I believe people understand their worlds through cumulative experience and bundle that with them wherever they go. That means everyone brings baggage on these adventures – sometimes that makes collaborating a bit longer to sort out… But sometimes that baggage is like Mary Poppins’ carpet bag – providing what is needed in an enchanted moment of engagement. Without trust in the potential of the product and in the well-meaning nature of the community, we might not tap into hidden reservoirs of skill and knowledge.

That calls us to trust the process of connecting with people who have useful knowledge and skill sets. It asks us to trust that quality data can be produced by a truly motley crew – and to grapple with the potential of that crowd-generated information to paint a more complete picture than presented by an expert.

We have seen the results and we are bought in, to varying degrees, in this room and on the stream – but how can we make this a cultural shift to trust, so our starting point is no longer justifying quality but rather showcasing possibility?

Trust is Risky.

Trust changes design elements – for example, decreasing single key entry standards from 10 to 3. Trust is shaped by and reflected in discourse, rhetorical approaches, and instructions – these words+images+workflows can create or flatten barriers to entry.

Trust makes authentic communication and opportunity possible by — at least in small ways — becoming (temporarily) vulnerable.
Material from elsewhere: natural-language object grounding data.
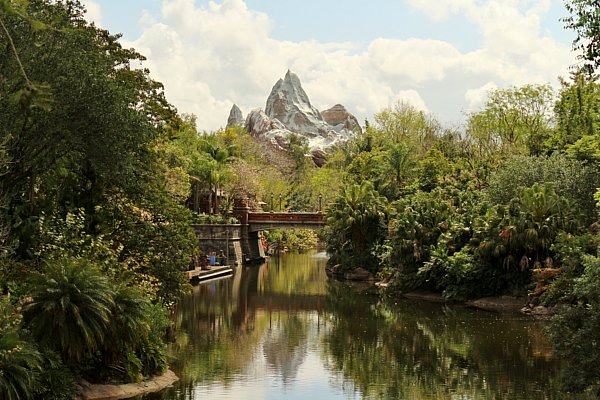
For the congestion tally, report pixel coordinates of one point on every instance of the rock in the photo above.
(289, 103)
(340, 118)
(503, 303)
(358, 274)
(288, 110)
(236, 118)
(129, 390)
(334, 271)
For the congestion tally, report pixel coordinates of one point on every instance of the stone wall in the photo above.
(221, 237)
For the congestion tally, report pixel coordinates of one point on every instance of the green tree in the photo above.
(20, 362)
(355, 225)
(575, 331)
(585, 21)
(70, 309)
(513, 120)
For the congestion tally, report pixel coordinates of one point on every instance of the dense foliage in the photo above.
(100, 179)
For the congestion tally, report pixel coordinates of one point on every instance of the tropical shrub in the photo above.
(575, 331)
(70, 308)
(356, 225)
(20, 362)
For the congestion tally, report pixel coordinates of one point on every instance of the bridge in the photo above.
(241, 242)
(260, 221)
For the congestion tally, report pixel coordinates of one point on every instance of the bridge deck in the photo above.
(272, 220)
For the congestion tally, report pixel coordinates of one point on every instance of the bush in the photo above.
(20, 362)
(575, 331)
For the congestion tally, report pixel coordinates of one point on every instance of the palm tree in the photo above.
(215, 171)
(398, 161)
(129, 324)
(355, 219)
(19, 360)
(70, 309)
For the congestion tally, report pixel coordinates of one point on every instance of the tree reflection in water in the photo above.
(282, 330)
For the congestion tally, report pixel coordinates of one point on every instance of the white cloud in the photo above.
(411, 97)
(211, 57)
(94, 11)
(476, 97)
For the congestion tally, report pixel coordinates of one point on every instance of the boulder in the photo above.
(359, 274)
(288, 110)
(338, 117)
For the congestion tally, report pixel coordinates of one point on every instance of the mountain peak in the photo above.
(235, 117)
(289, 103)
(288, 110)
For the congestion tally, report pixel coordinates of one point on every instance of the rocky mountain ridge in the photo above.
(288, 111)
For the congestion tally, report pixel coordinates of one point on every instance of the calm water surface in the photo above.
(283, 331)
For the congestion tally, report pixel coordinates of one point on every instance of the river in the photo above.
(282, 330)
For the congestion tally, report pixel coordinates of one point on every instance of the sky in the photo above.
(441, 56)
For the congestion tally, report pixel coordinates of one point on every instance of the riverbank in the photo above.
(126, 391)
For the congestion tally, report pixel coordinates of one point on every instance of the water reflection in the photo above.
(282, 330)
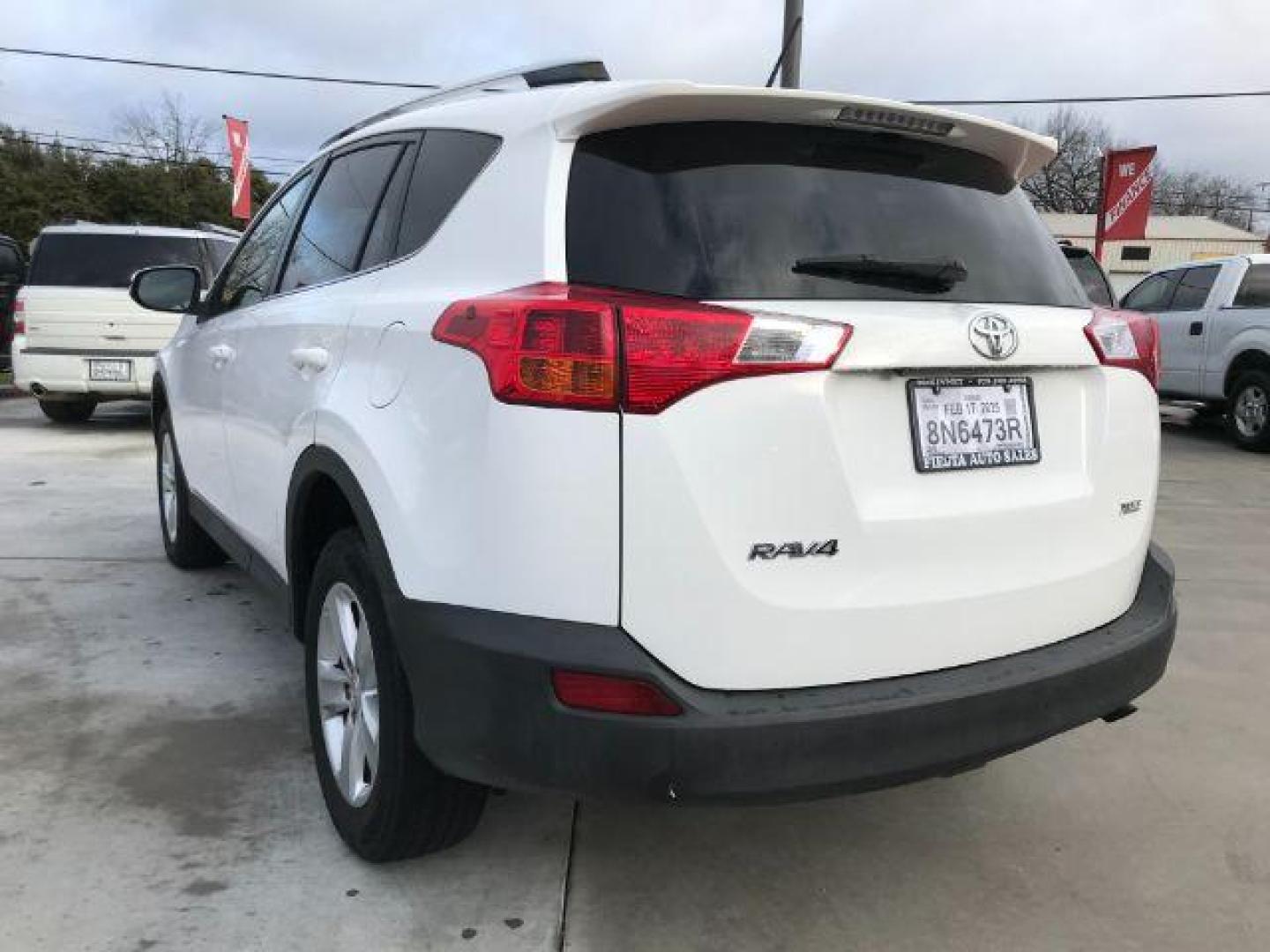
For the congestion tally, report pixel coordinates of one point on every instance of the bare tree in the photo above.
(164, 131)
(1198, 193)
(1071, 182)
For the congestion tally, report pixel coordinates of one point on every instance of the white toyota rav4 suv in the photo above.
(660, 439)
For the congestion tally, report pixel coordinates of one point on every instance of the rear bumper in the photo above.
(58, 372)
(485, 709)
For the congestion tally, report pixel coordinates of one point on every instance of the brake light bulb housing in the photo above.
(1127, 339)
(591, 348)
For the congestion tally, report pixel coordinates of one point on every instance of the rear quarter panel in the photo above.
(482, 504)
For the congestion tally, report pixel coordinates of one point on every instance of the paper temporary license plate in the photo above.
(112, 371)
(969, 423)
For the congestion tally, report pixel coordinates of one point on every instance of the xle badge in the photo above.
(793, 550)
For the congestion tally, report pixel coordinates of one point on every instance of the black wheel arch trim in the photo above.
(315, 464)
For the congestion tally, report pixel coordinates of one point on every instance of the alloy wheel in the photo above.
(348, 693)
(1251, 410)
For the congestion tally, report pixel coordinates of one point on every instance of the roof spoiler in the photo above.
(548, 74)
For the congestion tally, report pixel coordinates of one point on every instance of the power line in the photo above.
(60, 136)
(141, 156)
(224, 70)
(1062, 100)
(392, 84)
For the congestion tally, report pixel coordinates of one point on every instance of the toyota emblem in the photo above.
(993, 335)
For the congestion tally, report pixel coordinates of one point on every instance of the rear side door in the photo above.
(291, 344)
(1247, 316)
(202, 358)
(1185, 328)
(1156, 296)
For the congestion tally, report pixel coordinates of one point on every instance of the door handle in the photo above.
(310, 358)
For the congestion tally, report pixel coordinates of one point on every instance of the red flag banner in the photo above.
(240, 167)
(1128, 176)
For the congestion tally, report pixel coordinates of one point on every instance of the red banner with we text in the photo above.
(240, 167)
(1128, 176)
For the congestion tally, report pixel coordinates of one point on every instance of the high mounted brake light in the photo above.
(1127, 339)
(879, 118)
(557, 344)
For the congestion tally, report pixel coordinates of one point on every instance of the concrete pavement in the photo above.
(156, 788)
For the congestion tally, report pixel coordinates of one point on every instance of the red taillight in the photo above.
(557, 344)
(609, 695)
(1127, 339)
(539, 349)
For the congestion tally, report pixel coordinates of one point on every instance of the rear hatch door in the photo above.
(813, 528)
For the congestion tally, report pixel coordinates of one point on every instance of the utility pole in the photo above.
(791, 37)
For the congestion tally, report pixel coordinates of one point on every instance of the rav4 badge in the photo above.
(793, 550)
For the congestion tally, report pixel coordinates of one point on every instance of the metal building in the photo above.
(1171, 239)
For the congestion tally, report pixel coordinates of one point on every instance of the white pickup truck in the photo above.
(1214, 339)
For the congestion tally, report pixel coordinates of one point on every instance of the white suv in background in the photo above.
(667, 441)
(79, 339)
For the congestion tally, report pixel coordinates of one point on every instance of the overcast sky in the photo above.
(903, 48)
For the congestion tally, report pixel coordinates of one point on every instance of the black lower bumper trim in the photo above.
(485, 711)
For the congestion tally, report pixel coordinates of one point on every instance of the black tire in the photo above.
(187, 544)
(1250, 428)
(69, 410)
(413, 807)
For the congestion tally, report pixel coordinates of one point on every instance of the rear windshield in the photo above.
(106, 260)
(727, 210)
(1090, 276)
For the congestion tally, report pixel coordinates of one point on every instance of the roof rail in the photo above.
(219, 228)
(546, 74)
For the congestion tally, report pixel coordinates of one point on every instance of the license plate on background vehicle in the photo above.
(112, 371)
(969, 423)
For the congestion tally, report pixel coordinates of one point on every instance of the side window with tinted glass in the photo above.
(1255, 288)
(1192, 288)
(449, 163)
(1152, 294)
(247, 279)
(329, 240)
(381, 242)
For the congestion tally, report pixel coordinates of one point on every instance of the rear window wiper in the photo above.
(932, 274)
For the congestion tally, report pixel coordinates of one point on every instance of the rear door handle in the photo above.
(310, 358)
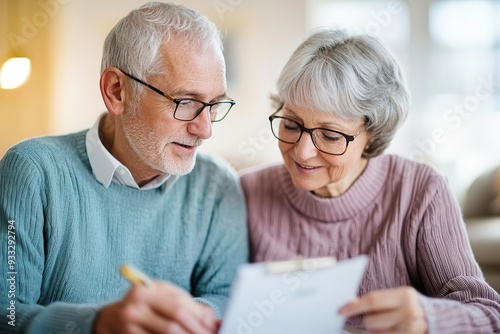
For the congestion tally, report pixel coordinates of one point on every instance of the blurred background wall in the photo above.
(449, 51)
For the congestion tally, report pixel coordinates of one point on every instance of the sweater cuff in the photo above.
(441, 315)
(65, 318)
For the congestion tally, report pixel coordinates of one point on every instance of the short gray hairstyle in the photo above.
(134, 42)
(352, 76)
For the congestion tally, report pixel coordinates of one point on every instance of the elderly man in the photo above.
(131, 190)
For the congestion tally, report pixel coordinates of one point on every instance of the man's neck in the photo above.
(115, 142)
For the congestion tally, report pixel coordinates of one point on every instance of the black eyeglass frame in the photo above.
(349, 138)
(178, 101)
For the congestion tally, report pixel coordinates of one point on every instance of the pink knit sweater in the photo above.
(402, 215)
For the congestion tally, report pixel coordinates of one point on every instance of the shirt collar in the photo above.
(107, 168)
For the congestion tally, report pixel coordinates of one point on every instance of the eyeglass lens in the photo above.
(327, 141)
(189, 109)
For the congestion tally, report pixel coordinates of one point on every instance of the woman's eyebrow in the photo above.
(333, 125)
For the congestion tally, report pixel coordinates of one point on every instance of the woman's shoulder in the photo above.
(416, 173)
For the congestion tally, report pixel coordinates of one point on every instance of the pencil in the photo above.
(135, 276)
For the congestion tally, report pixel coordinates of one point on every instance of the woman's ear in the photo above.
(113, 90)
Trust is a vital component of successful public engagement – and it remains challenging.

WORKFLOW

The reality of crowdsourcing typically is born from the need for help – whether in expertise or scale.

I frequently find workflow concerns at the foreground of managing projects. It is one of the most underdeveloped (perhaps underrated) elements of crowdsourcing projects. I think we can address this challenge by listening closely to those managing projects and considering creatively solutions.

We can return to our designs and find ways to make them better… indeed, some of us never leave the design phase as we iterate and optimize experiences. We can also break down the processing of data and the crowdsourcing experience into small and manageable YET still connected and coherent steps. We must develop trust in new ways of “doing” as well – to be innovatively practical in rethinking resource constraints and workflow demands.

ACKNOWLEDGEMENT

The final challenge I see is acknowledgement – in many ways, for participants, organization, and voices yet to join.

Acknowledgement is honoring the organization/ institution/ or project’s side of the bargain, whether reporting on outcomes or making products more available – to articulate through action: “we are doing our part as you do your part”

Acknowledgement is more than high-fiving or virtually fête-ing the crowd – though that is an extremely important part of the practice. It is building that acknowledgement into the system – such as noting crowdsourcing efforts in newly created collections records.

We must face the challenging pieces of acknowledgement, such as respecting the community’s new knowledge enough to give them a place to apply that knowledge – evolving the activities or tasks in which they can participate.

Maybe acknowledgement is making the product available in new ways, with less restriction (trust again!), and opening the process with interoperability in mind.

And still acknowledgement requires investment – being there, listening, thoughtful development and design, open communication, and a willingness to go a few extra steps to demonstrate what crowdsourced public engagement means.

Acknowledgement is also reflecting on who is NOT present, who is not yet participating, and taking clear steps to improve access at every level and to increase representation – to surface and tell stories that have been left behind, erased, or blurred.

Those are the challenges I see in scholarly crowdsourcing – and I hope the conversations we have today lead to discussions we hold elsewhere and practical steps to make these obstacles into opportunities for better experiences from every angle.